Tip #4: Practice Your Swing
At the same time, the school and parents will expect great things from you. Remind yourself of your school’s mission and ask yourself how it’s woven into your lesson plans. Maintain the passion for your subject and the effectiveness of your lessons by staying attuned to best practices and research and then implementing that into your daily teaching. Join your local association. Participate in conventions. Write blogs. Your school will support your quest for professional growth and your reputation as a credible educator will blossom.
Tip #5: Keep Your Eye on the Ball
When stress levels and paperwork piles rise, students are unruly, and everything just seems to be going wrong, you will doubt yourself as a new teacher.

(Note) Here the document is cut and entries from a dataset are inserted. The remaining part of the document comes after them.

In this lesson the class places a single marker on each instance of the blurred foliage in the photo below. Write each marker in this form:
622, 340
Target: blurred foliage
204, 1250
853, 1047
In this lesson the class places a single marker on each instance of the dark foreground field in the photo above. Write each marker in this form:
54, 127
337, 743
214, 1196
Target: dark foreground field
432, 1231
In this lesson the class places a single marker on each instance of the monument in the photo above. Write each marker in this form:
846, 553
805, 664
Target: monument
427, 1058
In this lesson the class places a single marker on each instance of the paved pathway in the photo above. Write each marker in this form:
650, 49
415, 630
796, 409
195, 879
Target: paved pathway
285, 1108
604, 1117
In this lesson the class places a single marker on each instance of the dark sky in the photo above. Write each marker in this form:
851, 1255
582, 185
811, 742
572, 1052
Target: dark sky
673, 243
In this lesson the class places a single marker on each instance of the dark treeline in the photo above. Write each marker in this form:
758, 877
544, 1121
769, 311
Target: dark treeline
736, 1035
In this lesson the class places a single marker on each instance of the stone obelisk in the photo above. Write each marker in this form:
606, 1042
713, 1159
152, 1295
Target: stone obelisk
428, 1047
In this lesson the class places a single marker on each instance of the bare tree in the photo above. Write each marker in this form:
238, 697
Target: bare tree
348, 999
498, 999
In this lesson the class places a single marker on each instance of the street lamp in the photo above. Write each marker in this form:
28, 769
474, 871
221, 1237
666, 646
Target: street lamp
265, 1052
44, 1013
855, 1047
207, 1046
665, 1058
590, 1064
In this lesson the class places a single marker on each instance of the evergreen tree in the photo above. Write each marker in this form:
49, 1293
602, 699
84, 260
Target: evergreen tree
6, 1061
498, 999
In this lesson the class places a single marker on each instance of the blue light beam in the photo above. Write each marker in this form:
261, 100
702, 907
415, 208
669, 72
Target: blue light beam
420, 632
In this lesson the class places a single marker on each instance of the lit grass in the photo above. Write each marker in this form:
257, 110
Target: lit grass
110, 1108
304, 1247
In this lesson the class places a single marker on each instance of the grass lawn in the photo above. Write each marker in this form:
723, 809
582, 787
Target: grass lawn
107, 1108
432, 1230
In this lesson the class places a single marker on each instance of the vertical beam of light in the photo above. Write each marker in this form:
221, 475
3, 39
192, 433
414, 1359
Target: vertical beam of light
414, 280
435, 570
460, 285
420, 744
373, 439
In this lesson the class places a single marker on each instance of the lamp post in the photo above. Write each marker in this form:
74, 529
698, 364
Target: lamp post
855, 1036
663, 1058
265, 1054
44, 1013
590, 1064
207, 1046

In times like these, it’s imperative to remind yourself about why you chose this profession in the first place. Perhaps it’s a passion for serving others, or for helping to shape a better future. Maybe it was an amazing teacher you once had or a group of students who hang out with you after school on Friday afternoons because your class is their favorite. Whatever your reasons for teaching, remembering them will help to steer you through periods of discomfort.
As Steven Turner, the young teacher who shared his first-day story, says, “Thankfully, today I’m able to smile for an entire period and get mostly the same in return from my students until the bell rings and we have to interrupt what we’re doing so they can switch classes…as hard as this job can be, with good colleagues and the right support and training, we get better every year on the job.”
Giving young people the opportunities to grow into responsible citizens requires effort, and teaching is an expertise that takes years to perfect. With colleagues on your side, a positive outlook on growth, and up-to-date research in your field, you, rookie teacher, are set for the challenging yet fulfilling world of education. Follow these five tips and you’ll knock it out of the park.